Years later, once Takaichi had entered national politics, she aligned herself tightly with Shinzo Abe. Inside the LDP, she became known as one of his most steadfast protégés.

When she first ran for the party presidency, her base of internal support was thin. Abe responded by personally telephoning fellow lawmakers to rally votes, telling them bluntly: “Takaichi is my successor. Please support her.” According to accounts Oshita cites, Abe was convinced she articulated conservative principles more forcefully than many of the party’s male politicians and could carry forward his governing philosophy intact.

After Abe was assassinated in July 2022, Takaichi spoke openly of her grief and declared she would pursue the position of prime minister to fulfill what she described as his unfinished mission.

Her policy agenda reads like a continuation of the Abe doctrine. She has argued that Japan must shed the constraints of its postwar settlement and become what advocates call a “normal nation”—a vision encompassing constitutional revision, reconsideration of Article 9’s pacifist clause, elevation of the Self-Defense Forces to full military status, and a broader strengthening of national defense. On economics and grand strategy alike, she is widely viewed as the most direct political heir to Abe’s brand of assertive conservatism.

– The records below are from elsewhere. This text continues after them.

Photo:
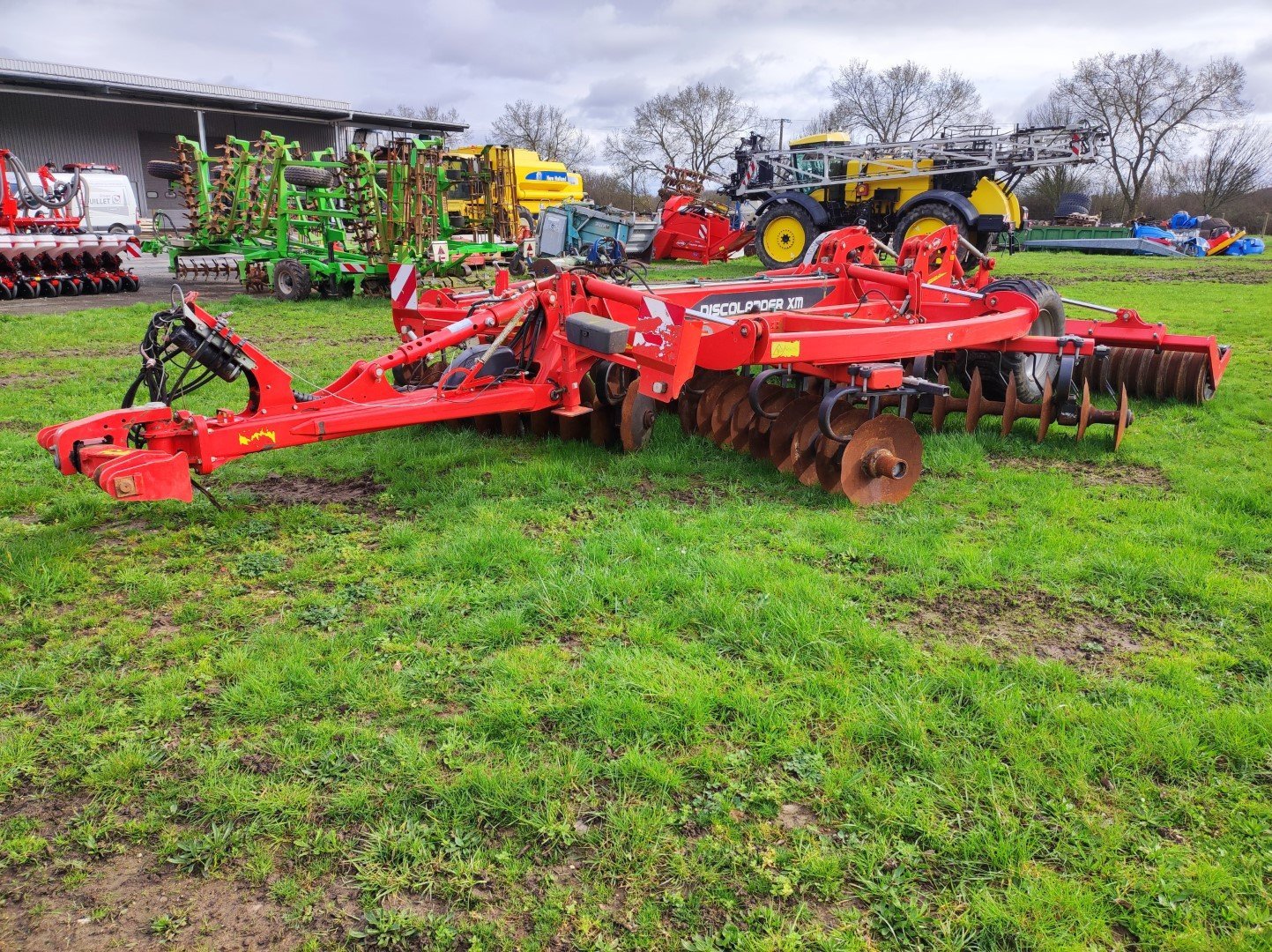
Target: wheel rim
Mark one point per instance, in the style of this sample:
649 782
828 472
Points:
785 238
925 226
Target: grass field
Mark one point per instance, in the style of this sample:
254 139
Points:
433 690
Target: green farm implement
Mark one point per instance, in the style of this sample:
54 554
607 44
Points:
273 219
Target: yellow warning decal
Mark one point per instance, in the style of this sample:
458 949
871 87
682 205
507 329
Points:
258 435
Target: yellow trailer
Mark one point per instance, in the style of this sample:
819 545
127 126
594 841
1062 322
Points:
539 183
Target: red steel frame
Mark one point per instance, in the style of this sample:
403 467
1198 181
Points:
864 323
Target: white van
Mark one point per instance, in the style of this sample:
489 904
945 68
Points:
107 201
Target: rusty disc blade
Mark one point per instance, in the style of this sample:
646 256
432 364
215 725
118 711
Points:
781 433
600 424
1084 412
881 461
718 424
636 419
758 444
706 404
804 450
829 457
1168 373
1145 369
1123 420
744 419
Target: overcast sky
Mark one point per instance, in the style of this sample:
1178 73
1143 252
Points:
596 60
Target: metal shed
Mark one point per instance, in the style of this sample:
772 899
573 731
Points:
79 114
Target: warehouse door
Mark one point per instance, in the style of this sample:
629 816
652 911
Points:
158 194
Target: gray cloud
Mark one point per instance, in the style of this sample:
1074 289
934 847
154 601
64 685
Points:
597 60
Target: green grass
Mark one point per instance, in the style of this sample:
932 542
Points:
539 695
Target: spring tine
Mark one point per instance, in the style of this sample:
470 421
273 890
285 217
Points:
941 404
975 407
1123 419
1084 410
1047 410
1009 405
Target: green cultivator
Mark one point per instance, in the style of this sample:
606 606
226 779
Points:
264 215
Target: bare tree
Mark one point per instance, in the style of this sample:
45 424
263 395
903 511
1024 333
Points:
902 103
1148 102
608 187
1231 164
542 129
694 128
429 112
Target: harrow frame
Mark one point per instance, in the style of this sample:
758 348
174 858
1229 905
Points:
863 334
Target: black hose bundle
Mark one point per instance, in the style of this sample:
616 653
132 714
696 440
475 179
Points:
63 195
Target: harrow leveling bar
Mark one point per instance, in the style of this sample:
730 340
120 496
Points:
818 368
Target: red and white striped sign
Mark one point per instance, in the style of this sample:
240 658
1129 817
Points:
404 286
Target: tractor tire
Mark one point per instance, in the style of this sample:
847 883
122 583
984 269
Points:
1074 204
164 169
925 219
783 235
1031 370
306 177
292 280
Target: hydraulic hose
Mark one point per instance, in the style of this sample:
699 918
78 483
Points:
31 197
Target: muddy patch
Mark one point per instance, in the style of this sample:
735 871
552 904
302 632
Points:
1031 622
1114 472
795 816
359 493
697 494
134 900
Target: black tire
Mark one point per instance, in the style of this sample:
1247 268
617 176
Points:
938 210
790 231
1074 204
1031 370
292 280
307 177
164 169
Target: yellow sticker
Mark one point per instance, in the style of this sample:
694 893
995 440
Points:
255 436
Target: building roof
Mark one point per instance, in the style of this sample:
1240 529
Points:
28 75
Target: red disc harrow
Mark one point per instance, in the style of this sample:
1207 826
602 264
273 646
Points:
820 369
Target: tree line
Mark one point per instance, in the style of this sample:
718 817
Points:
1179 135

In public appearances since his death, she has spoken with visible emotion, saying she feels Abe’s presence at her back as she advances each new initiative.

Oshita writes that her fidelity to Abe “goes beyond repaying a debt of gratitude; it is a sense of mission.” She believes, in his telling, that she alone possesses the fortitude to resist political pressure, refuse compromise with the party’s centrist factions, and hold Abe’s course.

Japanese Prime Minister Sanae Takaichi holding a press conference at the Prime Minister’s Official Residence in Tokyo on Jan.19, 2026. Takaichi announced on Jan. 19 that she would dissolve the Diet this week and hold a snap election on Feb. 8, hoping to gain stronger public support to implement her ambitious policy agenda. (Image: Rodrigo Reyes Marin / POOL / AFP via Getty Images)

Lee Teng-hui: the Taiwanese dissident who saw her backbone

If Matsushita supplied discipline and Abe conferred political direction, Lee Teng-hui contributed something harder to quantify: moral conviction rooted in personal example.

Takaichi met the former Taiwanese president on multiple occasions and has called him one of the political figures she most admires. She has cited his scholarly interpretation of the Bushido spirit as a formative influence. Lee’s readiness to endure isolation rather than abandon principle, she has said, struck a deep chord with her own experience as what observers have long called a political “lone wolf.”

She has drawn an explicit parallel between Lee’s determination to move beyond inherited Chinese political frameworks and forge a distinct Taiwanese identity, and her own drive to liberate Japan from what she regards as the lingering constraints of the postwar order.

According to Oshita’s biography, Lee predicted early on that Takaichi would become Japan’s first female prime minister. He reportedly told her that Japanese men were too hesitant and excessively cautious, whereas she possessed backbone and clarity.

Lee offered three reasons for his confidence. First, he valued her directness in a political culture he considered evasive to the point of dysfunction. Second, he recognized in her a willingness to stake her career on principle—a quality he linked to the Bushido ethic. Third, he foresaw mounting turbulence across East Asia and concluded that Japan would need not a conciliatory consensus-builder but a resolute guardian with unambiguous convictions.

A Japanese flag flutters atop the Bank of Japan building under construction in Tokyo, Japan, September 21, 2017. (Image: REUTERS/Toru Hanai/File Photo)

Three legacies, one leader

Oshita closes with a striking metaphor for the convergence of these three influences. If rock music shaped Takaichi’s rebellious temperament, and Lee Teng-hui and Shinzo Abe forged her inner conviction, then Konosuke Matsushita built the structural scaffolding that made her political ascent possible.

Together, the three mentors produced a leader unlike any Japan has elevated before—one whose rise was decades in the making and whose time in power is inseparable from the men who made it thinkable.